Science Portal (Next.js)

The Science Portal is the browser UI for launching and monitoring Skaha sessions. Install it after Skaha is running and registered in the IVOA Registry.

/reg/resource-caps

...
ivo://example.org/skaha = https://example.host.com/skaha/capabilities
...

New stack vs legacy (plain language)

Topic science-portal chart (science-platform/science-portal) science-portal legacy chart (science-platform/scienceportal)
What users see A modern single-page style site: pages load quickly and update in place (React + Next.js). A classic Java web application: each click often reloads a server-built page (JSP on Tomcat).
How it runs in Kubernetes A lightweight Node.js container (port 3000).
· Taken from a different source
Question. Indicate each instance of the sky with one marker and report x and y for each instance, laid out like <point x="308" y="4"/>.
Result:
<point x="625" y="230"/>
A Java/Tomcat container (port 8080) plus a bundled Redis chart for session storage.
How you configure it app settings in values (API URLs, OIDC, NextAuth) — see chart source. deployment.sciencePortal and Tomcat property files — see archived values.
When to use it Default for new deployments. Existing sites still on the 1.x Tomcat image; migrate when ready.

Chart source

The Science Portal Helm chart lives in opencadc/science-portal under helm/. The same chart is published in the science-platform Helm repository as science-portal (note the hyphen). The older chart name in that repository is scienceportal (no hyphen).

Before you install

  1. Skaha and Cavern must be deployed and reachable at the SRC API URLs you set in app.api.srcSkaha / app.api.srcCavern (and the matching app.public.api entries).
  2. OIDC image: Use a container image built for OIDC (NEXT_PUBLIC_USE_CANFAR=false). Set app.useCanfar: false in values — see upstream DEPLOYMENT-MODES.md.
  3. SKA IAM: Register your client redirect URI with the OpenID Provider (for example SKA IAM) before go-live.
  4. Secrets (OIDC + NextAuth):
kubectl -n skaha-system create secret generic science-portal-secrets \
  --from-literal=oidc-client-secret='REPLACE_WITH_IDP_CLIENT_SECRET' \
  --from-literal=auth-secret="$(openssl rand -base64 32)"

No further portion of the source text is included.